UK chip designer aims to speed up development of SD Cards for digital audio and video players

UK chip designer ARM Holdings is getting into the music business with a new line of Secure Digital Audio product solutions.

The first solution, announced on Wednesday, is for the development of SD Card-based system-on-chip devices that are designed using ARM's SD Card PrimeCell peripheral designed methodology.

The SD Card is a postage-stamp-sized, flash-memory device that is used for storage and to host applications such as music players or wireless communicators. It is an emerging platform but is already used in portable devices such as MP3 players, digital cameras, camcorders and newer Palm Computing personal digital assistants (PDAs).

SD Cards, and the competing Sony Memory Stick, are particularly key to the growing market for digital audio, since they are built with copy-protection in mind.

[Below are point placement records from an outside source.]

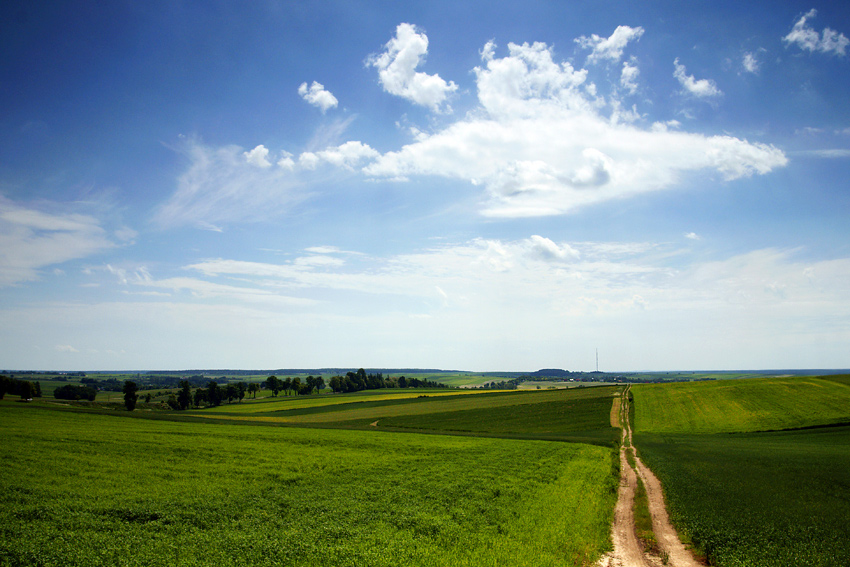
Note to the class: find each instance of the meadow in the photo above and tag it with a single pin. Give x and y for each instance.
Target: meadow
(103, 487)
(579, 414)
(744, 495)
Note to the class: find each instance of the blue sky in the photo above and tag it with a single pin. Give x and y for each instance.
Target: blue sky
(475, 186)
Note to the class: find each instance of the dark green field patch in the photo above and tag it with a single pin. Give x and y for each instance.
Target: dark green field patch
(758, 499)
(547, 419)
(90, 489)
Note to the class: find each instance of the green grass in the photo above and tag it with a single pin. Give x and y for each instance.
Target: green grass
(103, 489)
(579, 415)
(740, 405)
(742, 492)
(758, 499)
(576, 415)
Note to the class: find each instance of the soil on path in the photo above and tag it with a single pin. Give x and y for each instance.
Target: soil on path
(628, 551)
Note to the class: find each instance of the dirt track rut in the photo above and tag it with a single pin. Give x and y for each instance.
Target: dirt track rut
(628, 551)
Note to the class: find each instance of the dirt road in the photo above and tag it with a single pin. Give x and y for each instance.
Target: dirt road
(628, 551)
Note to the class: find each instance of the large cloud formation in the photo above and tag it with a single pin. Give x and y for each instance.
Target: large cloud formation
(541, 145)
(542, 140)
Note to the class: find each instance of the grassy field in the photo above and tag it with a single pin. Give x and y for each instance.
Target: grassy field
(104, 489)
(750, 498)
(580, 414)
(729, 406)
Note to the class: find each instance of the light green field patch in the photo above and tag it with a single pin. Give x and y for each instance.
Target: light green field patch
(284, 403)
(740, 405)
(370, 411)
(97, 489)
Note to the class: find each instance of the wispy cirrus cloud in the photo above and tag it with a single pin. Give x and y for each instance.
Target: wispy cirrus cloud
(226, 184)
(541, 141)
(36, 237)
(541, 145)
(808, 39)
(700, 88)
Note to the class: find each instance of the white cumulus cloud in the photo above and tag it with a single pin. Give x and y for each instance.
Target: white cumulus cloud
(258, 156)
(628, 78)
(806, 38)
(702, 88)
(540, 144)
(610, 48)
(397, 69)
(750, 63)
(316, 95)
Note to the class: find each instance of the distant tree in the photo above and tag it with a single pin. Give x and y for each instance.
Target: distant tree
(274, 384)
(26, 390)
(200, 396)
(172, 401)
(214, 393)
(184, 398)
(231, 392)
(131, 395)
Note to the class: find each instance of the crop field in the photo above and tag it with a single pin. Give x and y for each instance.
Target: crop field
(750, 498)
(729, 406)
(82, 488)
(580, 414)
(267, 403)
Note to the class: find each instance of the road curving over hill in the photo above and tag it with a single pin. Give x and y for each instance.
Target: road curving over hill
(628, 550)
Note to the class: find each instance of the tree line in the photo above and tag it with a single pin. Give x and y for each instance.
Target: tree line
(357, 381)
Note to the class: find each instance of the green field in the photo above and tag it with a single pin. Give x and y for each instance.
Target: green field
(749, 498)
(580, 414)
(729, 406)
(103, 487)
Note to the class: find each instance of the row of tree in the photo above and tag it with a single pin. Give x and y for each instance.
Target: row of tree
(357, 381)
(294, 385)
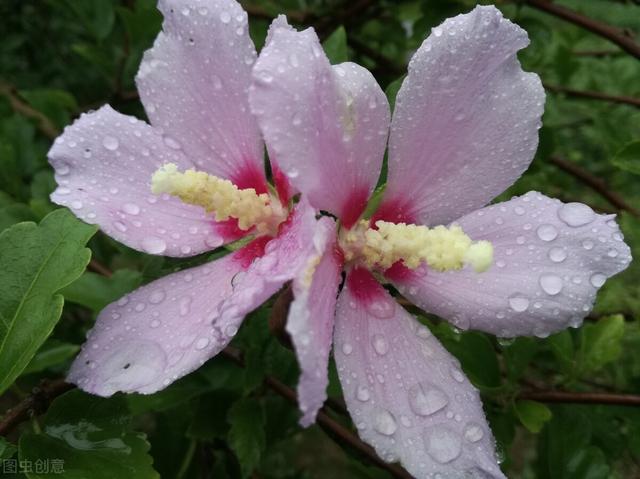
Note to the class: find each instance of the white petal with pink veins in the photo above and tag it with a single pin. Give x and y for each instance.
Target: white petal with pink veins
(326, 126)
(103, 165)
(466, 119)
(193, 84)
(405, 392)
(160, 332)
(550, 259)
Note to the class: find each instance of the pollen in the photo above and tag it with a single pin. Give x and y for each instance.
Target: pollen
(441, 248)
(220, 197)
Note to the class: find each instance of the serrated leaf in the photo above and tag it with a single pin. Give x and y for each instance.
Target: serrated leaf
(628, 158)
(36, 261)
(533, 415)
(246, 436)
(92, 436)
(335, 46)
(52, 353)
(96, 291)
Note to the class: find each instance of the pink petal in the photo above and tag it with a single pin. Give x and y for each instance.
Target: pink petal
(550, 259)
(193, 84)
(465, 121)
(285, 257)
(310, 321)
(326, 125)
(103, 165)
(405, 392)
(161, 331)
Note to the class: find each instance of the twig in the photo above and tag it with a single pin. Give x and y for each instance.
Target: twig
(582, 397)
(44, 124)
(324, 420)
(36, 403)
(614, 35)
(595, 183)
(594, 95)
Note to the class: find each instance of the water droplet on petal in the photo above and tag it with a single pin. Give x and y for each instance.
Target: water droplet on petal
(597, 280)
(576, 214)
(547, 232)
(110, 143)
(442, 444)
(557, 255)
(380, 344)
(426, 400)
(385, 423)
(551, 283)
(473, 432)
(518, 303)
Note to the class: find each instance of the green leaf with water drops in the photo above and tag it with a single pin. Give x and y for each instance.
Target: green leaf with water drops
(335, 46)
(92, 437)
(532, 414)
(601, 343)
(36, 261)
(628, 158)
(246, 436)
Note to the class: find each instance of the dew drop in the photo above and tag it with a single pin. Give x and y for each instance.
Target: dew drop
(557, 255)
(442, 444)
(426, 400)
(576, 214)
(473, 432)
(154, 245)
(385, 423)
(380, 344)
(547, 232)
(518, 303)
(110, 143)
(597, 280)
(551, 283)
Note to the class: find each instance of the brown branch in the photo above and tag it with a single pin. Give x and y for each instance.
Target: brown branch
(615, 35)
(569, 397)
(595, 183)
(594, 95)
(324, 420)
(44, 124)
(36, 403)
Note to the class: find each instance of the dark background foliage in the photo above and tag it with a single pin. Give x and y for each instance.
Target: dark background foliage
(235, 416)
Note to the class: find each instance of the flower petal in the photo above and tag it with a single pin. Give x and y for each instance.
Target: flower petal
(285, 257)
(103, 165)
(326, 126)
(310, 320)
(405, 392)
(550, 259)
(465, 121)
(193, 84)
(160, 332)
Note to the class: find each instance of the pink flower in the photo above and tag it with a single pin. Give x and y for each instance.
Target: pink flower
(194, 85)
(463, 130)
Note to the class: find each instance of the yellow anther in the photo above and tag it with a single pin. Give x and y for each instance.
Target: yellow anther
(220, 196)
(442, 248)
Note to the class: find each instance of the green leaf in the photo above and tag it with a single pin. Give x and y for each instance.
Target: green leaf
(96, 291)
(92, 436)
(52, 353)
(7, 450)
(601, 343)
(246, 436)
(335, 46)
(36, 261)
(628, 158)
(533, 415)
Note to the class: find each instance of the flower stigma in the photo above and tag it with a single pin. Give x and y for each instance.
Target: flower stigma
(441, 248)
(222, 197)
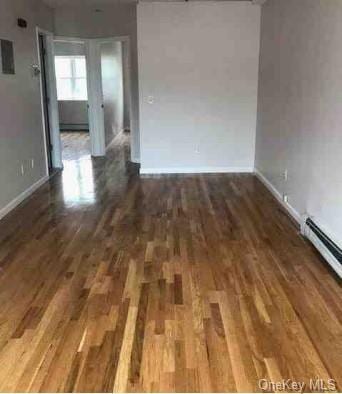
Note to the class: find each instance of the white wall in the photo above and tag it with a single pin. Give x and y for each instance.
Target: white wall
(300, 106)
(21, 130)
(114, 20)
(112, 88)
(200, 63)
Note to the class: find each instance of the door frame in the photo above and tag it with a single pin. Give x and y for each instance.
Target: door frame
(56, 154)
(94, 85)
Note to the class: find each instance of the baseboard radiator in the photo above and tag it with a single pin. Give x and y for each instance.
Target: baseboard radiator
(329, 250)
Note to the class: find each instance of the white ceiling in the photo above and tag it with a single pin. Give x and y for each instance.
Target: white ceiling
(94, 3)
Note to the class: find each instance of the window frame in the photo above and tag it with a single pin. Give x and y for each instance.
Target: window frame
(73, 78)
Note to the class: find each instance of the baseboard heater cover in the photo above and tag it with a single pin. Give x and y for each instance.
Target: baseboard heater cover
(328, 248)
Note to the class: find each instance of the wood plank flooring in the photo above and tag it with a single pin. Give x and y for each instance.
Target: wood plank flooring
(114, 282)
(75, 145)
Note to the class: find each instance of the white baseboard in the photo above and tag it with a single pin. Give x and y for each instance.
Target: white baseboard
(195, 170)
(294, 214)
(19, 199)
(135, 160)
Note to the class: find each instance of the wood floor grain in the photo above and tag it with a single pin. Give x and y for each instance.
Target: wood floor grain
(114, 282)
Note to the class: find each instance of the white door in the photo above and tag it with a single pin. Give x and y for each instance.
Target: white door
(95, 98)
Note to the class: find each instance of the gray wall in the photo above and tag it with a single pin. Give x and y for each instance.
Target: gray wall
(21, 130)
(73, 115)
(112, 88)
(300, 106)
(114, 20)
(199, 60)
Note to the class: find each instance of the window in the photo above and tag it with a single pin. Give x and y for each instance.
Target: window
(71, 76)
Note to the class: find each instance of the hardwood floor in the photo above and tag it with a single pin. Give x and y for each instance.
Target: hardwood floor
(112, 282)
(75, 145)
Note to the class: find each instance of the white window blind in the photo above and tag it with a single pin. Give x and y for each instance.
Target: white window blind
(71, 77)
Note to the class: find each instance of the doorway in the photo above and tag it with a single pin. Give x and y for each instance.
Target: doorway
(72, 95)
(45, 100)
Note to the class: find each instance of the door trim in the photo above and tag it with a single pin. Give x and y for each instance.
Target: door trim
(53, 103)
(94, 84)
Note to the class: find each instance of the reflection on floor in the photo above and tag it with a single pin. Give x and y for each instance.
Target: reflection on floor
(75, 145)
(112, 282)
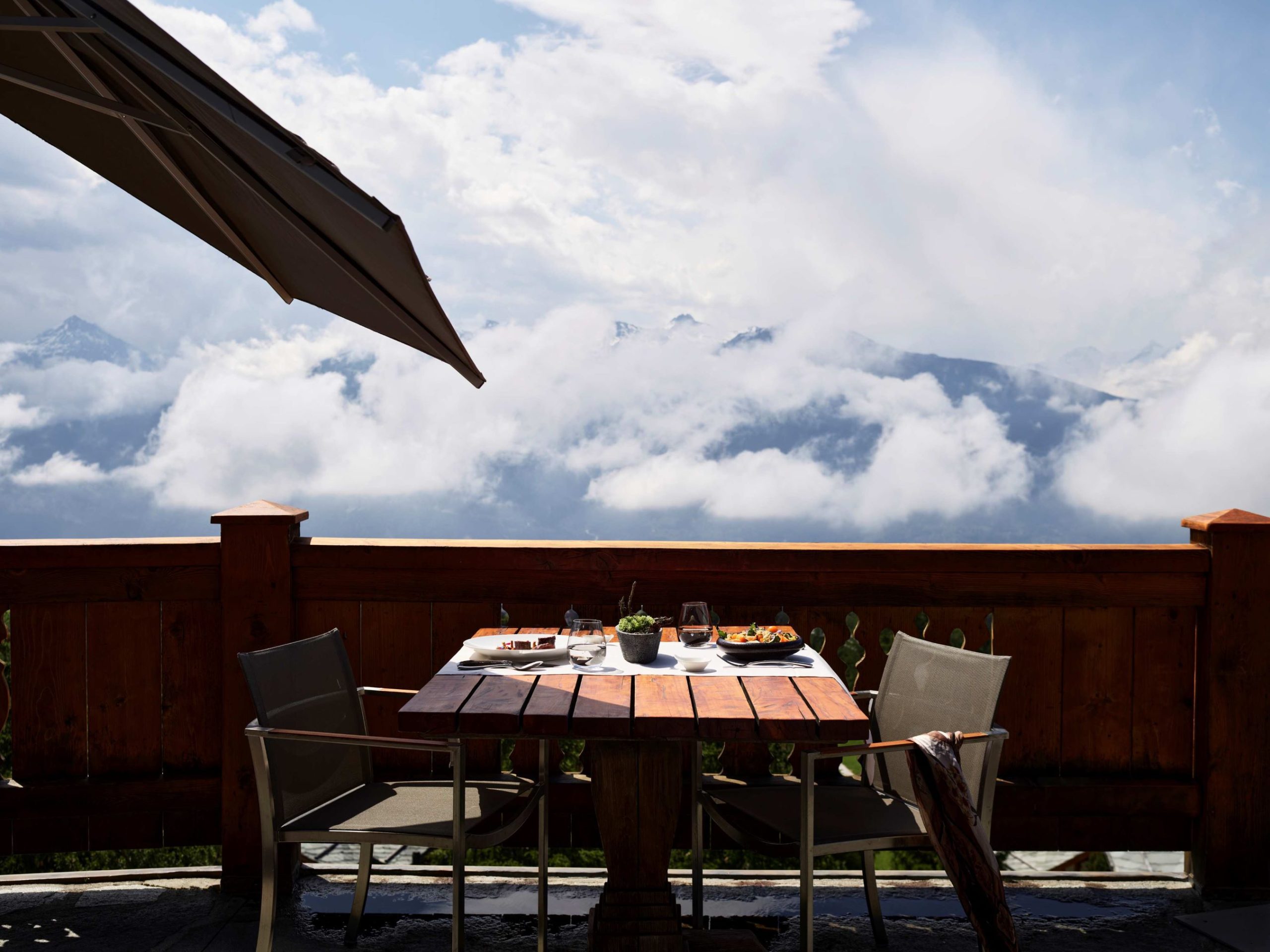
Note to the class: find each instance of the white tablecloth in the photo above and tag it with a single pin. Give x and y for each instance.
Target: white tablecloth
(665, 664)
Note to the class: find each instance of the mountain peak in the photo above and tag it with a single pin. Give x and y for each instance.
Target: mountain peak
(76, 339)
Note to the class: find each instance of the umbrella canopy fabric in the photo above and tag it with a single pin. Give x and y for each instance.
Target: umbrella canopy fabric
(105, 84)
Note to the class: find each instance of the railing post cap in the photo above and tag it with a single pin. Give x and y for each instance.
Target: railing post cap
(262, 512)
(1227, 520)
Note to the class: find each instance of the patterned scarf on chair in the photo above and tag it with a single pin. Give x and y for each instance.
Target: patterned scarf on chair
(959, 838)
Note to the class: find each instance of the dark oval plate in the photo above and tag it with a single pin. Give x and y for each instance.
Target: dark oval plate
(755, 651)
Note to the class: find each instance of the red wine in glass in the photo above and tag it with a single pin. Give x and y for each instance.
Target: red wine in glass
(695, 624)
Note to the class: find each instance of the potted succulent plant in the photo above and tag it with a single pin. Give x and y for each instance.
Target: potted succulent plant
(638, 633)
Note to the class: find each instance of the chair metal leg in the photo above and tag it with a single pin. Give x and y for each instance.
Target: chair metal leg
(807, 856)
(268, 894)
(364, 885)
(873, 900)
(544, 777)
(698, 842)
(459, 851)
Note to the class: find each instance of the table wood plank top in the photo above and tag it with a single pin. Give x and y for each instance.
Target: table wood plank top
(644, 706)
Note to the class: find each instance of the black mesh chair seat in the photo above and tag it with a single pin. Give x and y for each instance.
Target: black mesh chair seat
(312, 754)
(844, 813)
(925, 687)
(407, 808)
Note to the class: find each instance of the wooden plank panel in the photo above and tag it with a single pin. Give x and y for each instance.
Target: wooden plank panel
(548, 713)
(191, 686)
(832, 621)
(1098, 691)
(125, 709)
(723, 710)
(192, 828)
(110, 584)
(454, 622)
(110, 797)
(496, 706)
(536, 615)
(971, 621)
(435, 710)
(873, 621)
(774, 588)
(602, 708)
(627, 560)
(1032, 697)
(1164, 691)
(838, 717)
(781, 713)
(663, 708)
(397, 653)
(319, 617)
(108, 552)
(50, 724)
(50, 699)
(139, 831)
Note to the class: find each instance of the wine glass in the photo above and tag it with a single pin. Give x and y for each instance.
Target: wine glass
(588, 645)
(695, 624)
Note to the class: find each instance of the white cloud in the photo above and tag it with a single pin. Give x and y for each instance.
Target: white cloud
(280, 17)
(14, 413)
(1199, 446)
(59, 470)
(738, 160)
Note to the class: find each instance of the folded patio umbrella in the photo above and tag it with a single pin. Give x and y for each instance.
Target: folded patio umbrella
(105, 84)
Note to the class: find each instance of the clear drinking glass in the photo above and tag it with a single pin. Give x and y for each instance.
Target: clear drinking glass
(695, 624)
(588, 645)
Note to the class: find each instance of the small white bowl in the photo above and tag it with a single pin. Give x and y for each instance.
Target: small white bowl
(694, 662)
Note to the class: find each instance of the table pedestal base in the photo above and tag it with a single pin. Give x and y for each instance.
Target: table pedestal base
(634, 921)
(636, 787)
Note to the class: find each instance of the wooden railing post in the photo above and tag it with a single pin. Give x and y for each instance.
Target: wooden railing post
(255, 610)
(1232, 711)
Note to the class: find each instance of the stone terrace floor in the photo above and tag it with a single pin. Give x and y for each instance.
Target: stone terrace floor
(411, 912)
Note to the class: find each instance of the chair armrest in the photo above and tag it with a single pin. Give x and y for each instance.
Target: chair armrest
(356, 740)
(892, 747)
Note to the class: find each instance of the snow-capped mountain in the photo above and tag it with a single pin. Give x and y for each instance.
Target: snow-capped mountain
(1095, 368)
(76, 339)
(55, 416)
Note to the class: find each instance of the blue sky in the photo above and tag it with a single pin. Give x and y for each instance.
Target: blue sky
(999, 182)
(1175, 55)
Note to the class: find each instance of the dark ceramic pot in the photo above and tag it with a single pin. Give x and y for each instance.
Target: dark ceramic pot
(639, 647)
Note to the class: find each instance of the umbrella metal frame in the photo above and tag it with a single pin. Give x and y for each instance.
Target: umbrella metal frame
(166, 115)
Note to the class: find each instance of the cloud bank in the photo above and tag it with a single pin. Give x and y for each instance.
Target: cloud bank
(746, 164)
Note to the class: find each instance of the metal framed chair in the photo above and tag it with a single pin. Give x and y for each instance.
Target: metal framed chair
(313, 770)
(924, 687)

"The kinds of uses we've talked about now include portable MP3 players, digital cameras and mobile phones, but the good thing about SD cards is it's an evolving technology," said John Slater, ARM Primecell product manager. "As the memory size of these cards gets bigger and bigger, you can start to think about putting video on a card."

ARM has already established itself as the leading provider of 16- and 32-bit embedded processor technology for devices like mobile phones and PDAs, and is rapidly expanding into other markets, including audio and video. Chip manufacturers rely on ARM designs because it is cheaper than designing the technology themselves, and allows them to bring products to market more quickly.

The company is taking the same approach with the new SD Card technology. ARM's Primecell components are designed be interoperable, allowing chip makers to quickly assemble system-on-chip designs. They comply with ARM's AMBA on-chip interface standard, allowing them to interoperate with AMBA-compliant components from other manufacturers.

"Anybody producing AMBA-based SoC solutions will have minimal problems," said Slater.